It’s not often that a poet attains international celebrity of the sort enjoyed by “Britain’s Got Talent” songstress Susan Boyle. Even less often is it that this a poet who writes and performs in Arabic.

Of course, Hissa Hilal’s “Million’s Poet”-sparked celebrity attaches less to her art and more to the idea of her as an Arab woman standing up against a corrupt (coincidentally Muslim!) male regime.

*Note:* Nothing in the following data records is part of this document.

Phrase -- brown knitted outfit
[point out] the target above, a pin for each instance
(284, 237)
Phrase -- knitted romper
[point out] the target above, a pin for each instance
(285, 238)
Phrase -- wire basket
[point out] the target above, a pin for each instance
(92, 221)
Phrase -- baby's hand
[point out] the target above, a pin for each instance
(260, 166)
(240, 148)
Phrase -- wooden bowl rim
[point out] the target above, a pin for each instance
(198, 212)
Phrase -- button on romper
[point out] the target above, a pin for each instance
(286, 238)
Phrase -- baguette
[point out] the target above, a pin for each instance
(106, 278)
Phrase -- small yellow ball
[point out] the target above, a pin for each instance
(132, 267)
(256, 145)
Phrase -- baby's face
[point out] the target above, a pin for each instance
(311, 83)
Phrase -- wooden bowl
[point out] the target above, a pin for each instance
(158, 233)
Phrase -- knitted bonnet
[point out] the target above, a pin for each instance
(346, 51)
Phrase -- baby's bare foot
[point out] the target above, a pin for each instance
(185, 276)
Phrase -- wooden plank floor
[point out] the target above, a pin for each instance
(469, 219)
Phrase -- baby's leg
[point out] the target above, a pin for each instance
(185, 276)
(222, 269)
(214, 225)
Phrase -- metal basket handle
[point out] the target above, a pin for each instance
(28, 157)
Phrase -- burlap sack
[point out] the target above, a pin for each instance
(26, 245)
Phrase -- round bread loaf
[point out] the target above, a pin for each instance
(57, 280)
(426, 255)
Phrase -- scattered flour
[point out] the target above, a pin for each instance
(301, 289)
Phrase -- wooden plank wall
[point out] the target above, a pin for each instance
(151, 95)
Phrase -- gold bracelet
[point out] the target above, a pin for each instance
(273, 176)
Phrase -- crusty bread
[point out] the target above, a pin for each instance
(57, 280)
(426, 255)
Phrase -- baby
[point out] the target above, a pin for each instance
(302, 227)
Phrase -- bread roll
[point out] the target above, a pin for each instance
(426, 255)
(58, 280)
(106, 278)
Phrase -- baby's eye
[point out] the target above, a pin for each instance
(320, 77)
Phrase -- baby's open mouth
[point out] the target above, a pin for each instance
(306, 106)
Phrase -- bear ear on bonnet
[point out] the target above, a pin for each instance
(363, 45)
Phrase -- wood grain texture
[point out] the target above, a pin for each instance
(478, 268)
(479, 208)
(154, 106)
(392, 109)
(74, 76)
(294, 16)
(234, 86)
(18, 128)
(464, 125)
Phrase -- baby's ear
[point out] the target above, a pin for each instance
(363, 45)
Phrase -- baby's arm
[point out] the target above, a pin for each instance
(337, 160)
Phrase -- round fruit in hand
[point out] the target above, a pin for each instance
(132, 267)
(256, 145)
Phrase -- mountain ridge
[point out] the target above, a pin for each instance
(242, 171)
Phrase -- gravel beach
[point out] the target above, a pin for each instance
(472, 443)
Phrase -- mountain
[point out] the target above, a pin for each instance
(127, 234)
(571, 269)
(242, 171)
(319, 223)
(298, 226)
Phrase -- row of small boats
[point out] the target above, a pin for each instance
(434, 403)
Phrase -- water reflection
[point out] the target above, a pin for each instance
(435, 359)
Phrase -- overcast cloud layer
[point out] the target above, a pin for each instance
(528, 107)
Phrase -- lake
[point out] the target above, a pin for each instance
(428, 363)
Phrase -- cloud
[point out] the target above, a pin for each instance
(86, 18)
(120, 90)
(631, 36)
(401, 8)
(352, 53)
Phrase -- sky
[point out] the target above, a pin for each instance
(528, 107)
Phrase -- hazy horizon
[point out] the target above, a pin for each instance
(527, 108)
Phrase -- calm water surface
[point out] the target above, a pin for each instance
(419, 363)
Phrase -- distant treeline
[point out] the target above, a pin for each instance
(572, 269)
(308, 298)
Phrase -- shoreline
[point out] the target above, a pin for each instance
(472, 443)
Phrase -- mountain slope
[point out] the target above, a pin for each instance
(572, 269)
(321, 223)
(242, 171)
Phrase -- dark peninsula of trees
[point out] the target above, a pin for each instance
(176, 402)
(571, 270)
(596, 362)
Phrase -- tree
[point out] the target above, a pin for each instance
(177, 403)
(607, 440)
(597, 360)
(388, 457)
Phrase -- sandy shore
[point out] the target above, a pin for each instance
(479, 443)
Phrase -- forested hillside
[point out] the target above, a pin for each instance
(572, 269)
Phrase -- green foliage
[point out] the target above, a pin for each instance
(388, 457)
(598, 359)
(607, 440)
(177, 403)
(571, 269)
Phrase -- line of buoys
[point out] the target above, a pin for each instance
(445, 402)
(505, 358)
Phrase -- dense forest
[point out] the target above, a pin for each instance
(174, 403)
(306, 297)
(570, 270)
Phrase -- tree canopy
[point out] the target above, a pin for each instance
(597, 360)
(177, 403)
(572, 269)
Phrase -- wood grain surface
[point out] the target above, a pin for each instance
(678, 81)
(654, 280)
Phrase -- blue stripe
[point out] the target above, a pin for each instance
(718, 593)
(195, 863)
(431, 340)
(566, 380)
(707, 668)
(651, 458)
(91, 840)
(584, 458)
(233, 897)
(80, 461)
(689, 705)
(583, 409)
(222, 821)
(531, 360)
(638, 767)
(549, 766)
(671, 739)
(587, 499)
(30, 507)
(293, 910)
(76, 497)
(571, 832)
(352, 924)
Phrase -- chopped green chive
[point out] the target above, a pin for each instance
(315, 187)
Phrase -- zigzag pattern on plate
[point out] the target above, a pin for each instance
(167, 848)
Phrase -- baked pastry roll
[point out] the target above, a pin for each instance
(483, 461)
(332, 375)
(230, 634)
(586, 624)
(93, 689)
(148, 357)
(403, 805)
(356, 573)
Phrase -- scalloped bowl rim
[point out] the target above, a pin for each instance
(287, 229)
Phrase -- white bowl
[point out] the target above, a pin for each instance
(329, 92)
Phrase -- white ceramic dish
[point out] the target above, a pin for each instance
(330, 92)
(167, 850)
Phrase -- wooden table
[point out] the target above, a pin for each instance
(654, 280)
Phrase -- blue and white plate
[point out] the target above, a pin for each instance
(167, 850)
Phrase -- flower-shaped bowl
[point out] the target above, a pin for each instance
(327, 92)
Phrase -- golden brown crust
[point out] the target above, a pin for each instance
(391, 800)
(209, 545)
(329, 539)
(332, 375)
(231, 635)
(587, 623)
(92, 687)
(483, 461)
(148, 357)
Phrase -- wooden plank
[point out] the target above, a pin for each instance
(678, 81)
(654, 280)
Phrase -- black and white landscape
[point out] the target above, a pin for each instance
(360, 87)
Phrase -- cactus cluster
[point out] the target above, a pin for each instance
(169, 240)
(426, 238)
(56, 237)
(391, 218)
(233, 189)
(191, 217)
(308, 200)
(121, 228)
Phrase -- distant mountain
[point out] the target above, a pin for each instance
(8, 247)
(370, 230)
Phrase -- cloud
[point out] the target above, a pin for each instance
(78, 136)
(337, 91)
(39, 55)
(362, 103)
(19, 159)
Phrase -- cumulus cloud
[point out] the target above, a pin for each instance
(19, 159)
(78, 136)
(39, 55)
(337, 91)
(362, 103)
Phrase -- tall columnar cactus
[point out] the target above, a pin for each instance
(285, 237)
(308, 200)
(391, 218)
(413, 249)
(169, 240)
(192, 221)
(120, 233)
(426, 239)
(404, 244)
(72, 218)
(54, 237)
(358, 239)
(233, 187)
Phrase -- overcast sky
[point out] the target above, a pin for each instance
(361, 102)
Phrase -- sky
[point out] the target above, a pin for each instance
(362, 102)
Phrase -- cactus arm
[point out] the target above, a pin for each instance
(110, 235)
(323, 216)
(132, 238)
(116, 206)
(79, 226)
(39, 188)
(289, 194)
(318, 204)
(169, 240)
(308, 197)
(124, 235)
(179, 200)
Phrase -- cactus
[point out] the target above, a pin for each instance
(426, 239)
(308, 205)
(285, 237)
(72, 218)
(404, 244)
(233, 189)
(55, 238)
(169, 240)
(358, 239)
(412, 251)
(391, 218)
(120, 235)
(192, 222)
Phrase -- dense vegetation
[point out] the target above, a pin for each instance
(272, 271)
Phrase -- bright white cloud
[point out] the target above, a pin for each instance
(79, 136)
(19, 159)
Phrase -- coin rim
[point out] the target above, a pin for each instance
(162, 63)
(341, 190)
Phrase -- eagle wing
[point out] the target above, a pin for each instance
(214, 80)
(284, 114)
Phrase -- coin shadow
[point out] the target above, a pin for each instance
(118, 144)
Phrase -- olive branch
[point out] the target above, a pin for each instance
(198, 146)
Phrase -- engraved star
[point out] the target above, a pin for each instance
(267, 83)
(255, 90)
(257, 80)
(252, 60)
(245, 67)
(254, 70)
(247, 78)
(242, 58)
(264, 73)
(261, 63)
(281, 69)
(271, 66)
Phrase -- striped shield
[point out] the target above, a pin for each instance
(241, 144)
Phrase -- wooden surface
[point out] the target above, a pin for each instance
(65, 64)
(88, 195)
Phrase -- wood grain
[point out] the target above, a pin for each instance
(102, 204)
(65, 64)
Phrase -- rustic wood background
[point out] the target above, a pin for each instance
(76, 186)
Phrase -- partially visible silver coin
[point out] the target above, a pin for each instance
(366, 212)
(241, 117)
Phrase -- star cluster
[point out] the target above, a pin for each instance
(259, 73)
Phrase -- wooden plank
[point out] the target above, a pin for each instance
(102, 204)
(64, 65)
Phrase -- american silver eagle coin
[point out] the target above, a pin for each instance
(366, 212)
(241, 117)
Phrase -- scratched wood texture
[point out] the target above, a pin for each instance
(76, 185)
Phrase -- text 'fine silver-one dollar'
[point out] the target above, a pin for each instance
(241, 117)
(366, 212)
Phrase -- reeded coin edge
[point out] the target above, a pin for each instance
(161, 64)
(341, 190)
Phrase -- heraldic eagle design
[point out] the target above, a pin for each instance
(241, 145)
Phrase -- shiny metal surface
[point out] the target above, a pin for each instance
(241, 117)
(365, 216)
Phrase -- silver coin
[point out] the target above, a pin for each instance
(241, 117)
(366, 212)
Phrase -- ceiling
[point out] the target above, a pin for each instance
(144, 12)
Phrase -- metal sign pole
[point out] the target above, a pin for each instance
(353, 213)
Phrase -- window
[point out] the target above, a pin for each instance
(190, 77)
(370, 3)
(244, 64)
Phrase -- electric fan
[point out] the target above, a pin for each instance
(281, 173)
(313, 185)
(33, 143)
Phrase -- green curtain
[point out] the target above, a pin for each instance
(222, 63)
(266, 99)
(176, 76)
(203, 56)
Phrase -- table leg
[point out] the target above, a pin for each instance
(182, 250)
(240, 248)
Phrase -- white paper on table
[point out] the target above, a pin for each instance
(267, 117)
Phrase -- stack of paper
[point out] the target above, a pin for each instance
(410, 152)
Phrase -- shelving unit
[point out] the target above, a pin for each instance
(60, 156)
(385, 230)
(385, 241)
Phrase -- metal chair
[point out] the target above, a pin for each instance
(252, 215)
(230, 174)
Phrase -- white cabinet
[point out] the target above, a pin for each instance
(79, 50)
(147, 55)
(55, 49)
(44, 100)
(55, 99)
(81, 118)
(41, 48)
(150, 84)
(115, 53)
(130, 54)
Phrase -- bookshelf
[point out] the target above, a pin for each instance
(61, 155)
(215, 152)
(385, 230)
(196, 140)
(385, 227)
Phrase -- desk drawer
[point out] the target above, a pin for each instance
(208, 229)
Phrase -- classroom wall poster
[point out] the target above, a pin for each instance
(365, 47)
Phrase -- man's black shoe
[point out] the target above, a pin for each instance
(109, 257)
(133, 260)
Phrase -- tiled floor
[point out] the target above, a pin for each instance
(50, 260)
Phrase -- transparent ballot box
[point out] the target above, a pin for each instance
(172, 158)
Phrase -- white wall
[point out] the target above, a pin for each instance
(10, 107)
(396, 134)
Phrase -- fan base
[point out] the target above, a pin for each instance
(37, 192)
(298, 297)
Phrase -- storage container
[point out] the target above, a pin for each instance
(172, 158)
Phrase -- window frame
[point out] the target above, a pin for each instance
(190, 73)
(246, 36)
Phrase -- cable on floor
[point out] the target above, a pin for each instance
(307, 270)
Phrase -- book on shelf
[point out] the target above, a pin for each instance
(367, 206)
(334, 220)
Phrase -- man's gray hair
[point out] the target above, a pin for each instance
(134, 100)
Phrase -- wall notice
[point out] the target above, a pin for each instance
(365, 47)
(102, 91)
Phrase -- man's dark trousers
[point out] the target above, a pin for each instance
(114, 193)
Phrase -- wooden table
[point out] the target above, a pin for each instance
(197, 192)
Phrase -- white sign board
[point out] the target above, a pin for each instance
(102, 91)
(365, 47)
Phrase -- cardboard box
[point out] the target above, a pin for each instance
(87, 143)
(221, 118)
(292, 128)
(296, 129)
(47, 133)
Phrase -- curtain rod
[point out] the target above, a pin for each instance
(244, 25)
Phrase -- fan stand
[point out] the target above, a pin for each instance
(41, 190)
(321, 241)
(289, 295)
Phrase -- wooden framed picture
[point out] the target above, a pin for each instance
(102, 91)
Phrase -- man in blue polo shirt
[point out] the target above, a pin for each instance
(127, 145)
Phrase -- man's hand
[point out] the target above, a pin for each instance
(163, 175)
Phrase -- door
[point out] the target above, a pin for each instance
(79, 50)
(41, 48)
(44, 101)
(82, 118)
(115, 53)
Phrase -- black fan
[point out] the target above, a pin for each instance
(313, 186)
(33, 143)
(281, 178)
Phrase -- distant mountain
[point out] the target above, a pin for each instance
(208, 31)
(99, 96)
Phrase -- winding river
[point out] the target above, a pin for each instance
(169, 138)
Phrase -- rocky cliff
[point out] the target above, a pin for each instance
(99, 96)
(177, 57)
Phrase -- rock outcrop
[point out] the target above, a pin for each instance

Most stories have quoted little from her poetry; I have read nothing about her ideas about the nabati poetic form.

FoxNews, for instance, has focused not on her art, but on the news organization’s dubious claim that she had sparked “outrage among religious conservatives in the Middle East.” BBC interviews her briefly, but it feels like a handshake-on-the-street interview, one that merely reiterates her belief in the “global village.” The Examiner piece talks about her courage, but then refers to her as “the little woman dressed in black.”

The two most interesting pieces about Hilal are, not surprisingly, in The National, which takes time to get to know the Saudi poet. One article in The National talks about another anti-regime poet, Anna Akhmatova, and the other discusses Hilal’s past, and how she came to poetry.

Only the Angry Arab News Service touched on whether or not Hilal’s poetry was any good (he decided it was not). Elsewhere, the poem that sent Hilal into the Million’s Poet finals has been repeated without analysis of its literary worth.

Much of the reportage in the U.S. press, and beyond, insists on making clear note of Hilal’s dress. She is not just a Saudi poet (or poetess), but a “burka-clad” poet who’s “beneath a black niqab.” If you expected NPR to be any better, they’re not.

And my favorite headline is one from The Sun that defies understanding: “Mum braves TV burka backlash.”

The next episode of Million’s Poet—the final round–-is set to air April 7.